Nel giro di pochi giorni, la situazione in Siria sembra aver preso una svolta considerevole. Dopo la richiesta di aiuto da parte della Siria a Mosca e l’approvazione del Parlamento russo dei primi raid arei nel territorio siriano, l’azione guidata dal Cremlino non si è fatta attendere. Infatti, nei giorni scorsi l’aviazione russa ha iniziato a colpire postazioni dell’ISIS, mentre l’intelligence americana ha denunciato come questi raid sono stati diretti anche contro obiettivi non militari, ma politici, utili solo per far riemergere la famiglia Assad.
La Russia, a differenze di quanto è accaduto in Ucraina, dove è avvenuta una netta violazione del diritto internazionale, nel caso siriano si è attenuta a questo, in quanto ha ricevuto dallo stesso Bashar al Assad una richiesta di intervento sul suo territorio per attaccare l’ISIS e tutte quelle fazioni di ribelli, sostenuti già da tempo da nazioni esterne.
Dopo anni di apparente disinteresse verso la Siria, l’intervento russo rappresenta una svolta.

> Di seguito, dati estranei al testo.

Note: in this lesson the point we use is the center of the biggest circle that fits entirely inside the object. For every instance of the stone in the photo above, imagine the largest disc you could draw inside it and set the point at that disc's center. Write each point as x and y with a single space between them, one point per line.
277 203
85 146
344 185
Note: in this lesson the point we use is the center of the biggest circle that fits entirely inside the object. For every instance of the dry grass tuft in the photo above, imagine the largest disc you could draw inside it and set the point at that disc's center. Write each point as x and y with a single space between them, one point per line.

Il mondo occidentale guidato dagli Stati Uniti fino a questo momento ha sostenuto i ribelli nella conquista del potere, ma ad oggi questa tattica si è rivelata fallimentare, diventa dunque indispensabile l’elaborazione di una nuova strategia diplomatica e di un nuovo modus operandi.

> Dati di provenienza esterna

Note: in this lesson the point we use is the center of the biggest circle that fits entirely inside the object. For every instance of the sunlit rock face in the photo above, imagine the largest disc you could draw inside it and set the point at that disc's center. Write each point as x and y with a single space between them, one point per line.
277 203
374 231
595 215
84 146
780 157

Arrivati a questo punto del conflitto, con uno Stato siriano inesistente, in ballo non vi è più un negoziato tra Assad ed i ribelli, la pace ora passa attraverso un accordo tra Stati Uniti e Russia. Se questo non sarà trovato, si rischia un conflitto perenne e a pagare il conto non sarà solo il popolo siriano ma anche la stabilità dell’intero bacino del Mediterraneo. Il tutto con il rischio di un acutizzarsi del perenne conflitto tra Stati Uniti e Russia, una minaccia che ha sempre un sapore internazionale.